There are often things which are unpleasant to think of, but in times like these such thoughts must be shared. I harbor deep distrust for anyone actually excited to vote in on Nov. 8. My lack of respect for those too apathetic to engage in democracy is deeper. Both candidates are exceptionally flawed individuals, but one is flawed within the normal paradigm of politics. This is not a raving endorsement of Hillary Clinton, but small differences in angles of course become large over time. The direction that Donald Trump would bring us is a radical unknown track.
There are many Americans who want just that. It is doubtful a majority of his supporters are attracted to his sexism, racism, or xenophobia, nor is it his famously couth persona. A large majority of the population never recovered from the economic crisis. For many, life is becoming ever more miserable. At the same time, a visible minority is prospering at the expense of the hardest working. Donald Trump plays into this anger, anger stemming from the last decade of mediocrity. As Trump often says to African Americans: “what do you have to lose.” I suspect many of his supporters have bought such an argument.

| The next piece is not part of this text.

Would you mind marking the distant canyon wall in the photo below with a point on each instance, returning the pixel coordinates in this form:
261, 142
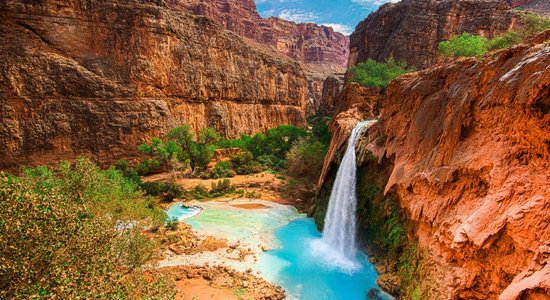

Perceptions differ from reality. There is much to lose. Donald Trump has proven himself to lack knowledge on foreign affairs. His economic plans require deficit spending to an extreme no executive has dared asked for. Pressed for more than casuistries on any issue, Trump invariably deflects. The intricacies required for the office are countless, and Trump never has shown himself remotely presidential.
Writing as a third generation American, with deep Lebanese-Christian roots, I find the vitriol with which Trump demeans Muslims unnerving. There is no doubt that if elected his onslaughts against Muslims and Arabs would be normalized. Becoming a major party nominee has done so already, in many visible regards. Muslims and Arabs are tiny minorities, minorities which are empirically less likely to commit crimes in comparison with the dominant culture. Many Americans have been contrived into believing banning Muslims from entering our country is reasonable. Should Trump lose, the dangers to an accepting society remain vast. Trump may have distanced himself from that statement, but support for it has not gone away.
Trump is most famous for his promises to build “The Wall” along the southern border, and to deport all eleven million illegal immigrants. The vast majority of illegal immigrants work hard at the jobs few Americans deign themselves to undertake. Without regard to the ethical implications of such a task, it must be noted that the last person to successfully deport eleven million people was Joseph Stalin. The assault on civil liberties required to fulfill such a promise outweighs even the wildest dreams of benefits.
It seems that bragging about sexual assault is too much for most with a conscious. That boasting done to impress a first cousin of Jeb Bush have all but shuttered Trump’s chances in a macabre twist to a tumultuous campaign. In a sense: poetic. Still, the distant chance remains that Trump may shock again. He has before, and will again. Against this, votes must be cast for a candidate that can win.